Related: ai-in-design-literature (literature review of AI use across the design field) / design-education-ai-adaptation (design education curriculum reform) / agentic-experience-literature (scholarly grounding for AX) / maker-to-editor-paradigm (the role shift from maker to editor).
Two independently constructed framings sit side by side in this corpus. First, a cluster accounting for 13 of the 30 papers at ACM DIS 2026 alone (held June 13–17, 2026) converges on a single problem framing: how to align generative AI output with the designer’s intent. Second, empirical studies published in the same period report that generative AI instead narrows divergent thinking and, depending on the task, lowers functional success rates themselves. The premise that refining the alignment of design intent will improve AI-assisted design and the empirical finding that AI involvement degrades creative quality are not straightforwardly compatible. Below, the literature is presented cluster by cluster, and the conflict is laid out at the end.
The “Intent Alignment” Problem Concentrated at DIS 2026
Most of the 13 papers presented during ACM DIS 2026 share a common problem framing: how generative AI tools can capture designers’ divergent intents, express them in reusable form, and reflect them in AI output.
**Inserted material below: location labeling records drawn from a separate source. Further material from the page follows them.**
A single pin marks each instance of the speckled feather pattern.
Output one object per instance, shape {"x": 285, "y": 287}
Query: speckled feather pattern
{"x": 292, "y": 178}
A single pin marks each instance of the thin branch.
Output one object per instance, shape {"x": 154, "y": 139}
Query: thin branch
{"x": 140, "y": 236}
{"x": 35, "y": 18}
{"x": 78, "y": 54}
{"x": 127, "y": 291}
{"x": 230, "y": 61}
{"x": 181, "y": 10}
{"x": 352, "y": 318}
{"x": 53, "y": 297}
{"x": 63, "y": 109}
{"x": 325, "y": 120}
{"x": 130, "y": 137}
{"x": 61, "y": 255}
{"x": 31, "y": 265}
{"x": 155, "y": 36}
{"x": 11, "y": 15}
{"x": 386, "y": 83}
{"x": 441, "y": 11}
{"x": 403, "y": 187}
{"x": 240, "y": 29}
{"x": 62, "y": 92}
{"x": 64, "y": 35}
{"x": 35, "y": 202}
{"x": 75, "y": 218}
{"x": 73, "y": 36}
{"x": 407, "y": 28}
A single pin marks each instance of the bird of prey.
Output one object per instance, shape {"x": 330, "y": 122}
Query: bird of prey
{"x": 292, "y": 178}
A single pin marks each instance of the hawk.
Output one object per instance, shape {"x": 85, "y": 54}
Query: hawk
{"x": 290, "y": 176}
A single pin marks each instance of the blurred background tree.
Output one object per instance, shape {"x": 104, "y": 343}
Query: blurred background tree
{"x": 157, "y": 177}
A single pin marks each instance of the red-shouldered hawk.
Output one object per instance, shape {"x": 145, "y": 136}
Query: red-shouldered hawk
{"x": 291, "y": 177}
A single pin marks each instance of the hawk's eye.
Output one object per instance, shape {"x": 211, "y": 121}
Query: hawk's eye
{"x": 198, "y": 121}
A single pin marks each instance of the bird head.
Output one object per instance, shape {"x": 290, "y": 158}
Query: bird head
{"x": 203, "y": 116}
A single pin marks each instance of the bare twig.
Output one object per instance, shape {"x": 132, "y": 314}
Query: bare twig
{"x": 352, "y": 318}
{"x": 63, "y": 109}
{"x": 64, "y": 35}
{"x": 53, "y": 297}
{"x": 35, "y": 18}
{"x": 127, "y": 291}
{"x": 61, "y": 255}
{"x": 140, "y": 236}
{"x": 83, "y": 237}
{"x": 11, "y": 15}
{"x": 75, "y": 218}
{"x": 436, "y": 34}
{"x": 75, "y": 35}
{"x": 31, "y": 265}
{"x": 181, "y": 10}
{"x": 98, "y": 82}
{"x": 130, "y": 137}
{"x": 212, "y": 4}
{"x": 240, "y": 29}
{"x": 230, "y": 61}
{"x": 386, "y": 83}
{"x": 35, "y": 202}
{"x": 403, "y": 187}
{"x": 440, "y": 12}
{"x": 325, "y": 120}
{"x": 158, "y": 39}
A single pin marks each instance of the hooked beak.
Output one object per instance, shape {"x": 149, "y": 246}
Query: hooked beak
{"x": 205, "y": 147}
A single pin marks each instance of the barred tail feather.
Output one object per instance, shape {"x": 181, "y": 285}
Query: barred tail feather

IdeaBlocks (Choi et al. 2026) makes divergent intents reusable by turning them into blocks, reporting in a comparative experiment a 2.13x increase in image exploration volume and a 12.5% improvement in visual diversity. ToMigo (Hegemann et al. 2026) and DesignerlyLoop (Wang et al. 2026) propose interpretable concept graphs and curated reasoning for aligning generative AI output with design intent; the names differ, but the problem they attempt to solve is nearly isomorphic with IdeaBlocks. SketchConcept (Duan et al. 2026) tackles the same alignment problem from the modality of sketching, and StreetDesignAI (Wang et al. 2026) approaches it from the direction of broadening designers’ own perspectives through multi-persona evaluation.
Within this convergence, two papers treat “alignment” not as an implementation problem but as the designer’s experience. The study by Sinlapanuntakul, Dangol, Xue, and Zachry (2026), based on research with 18 designers, depicts collaboration with AI as “reflective practice” (reflection-in-action, drawing on Schon’s concept) and shows that value tensions arise there. Another paper by the same research team (Sinlapanuntakul, Moon, Kawada, Chung, Zachry 2026) proposes a toolkit for introspecting on values and harms in juxtaposition at the early stages of AI development, evaluating it with a 30-person survey and 12 interviews. Parsons’ (2026) “Myths and Ironies of AI-Assisted Design” is a critical essay that keeps its distance from this convergence itself, examining the received wisdom and ironies surrounding AI-assisted design. Amid the small tools that DIS 2026 mass-produces, Parsons’ essay stands in the position of questioning the implicit premise itself that “refining alignment will solve the problem.”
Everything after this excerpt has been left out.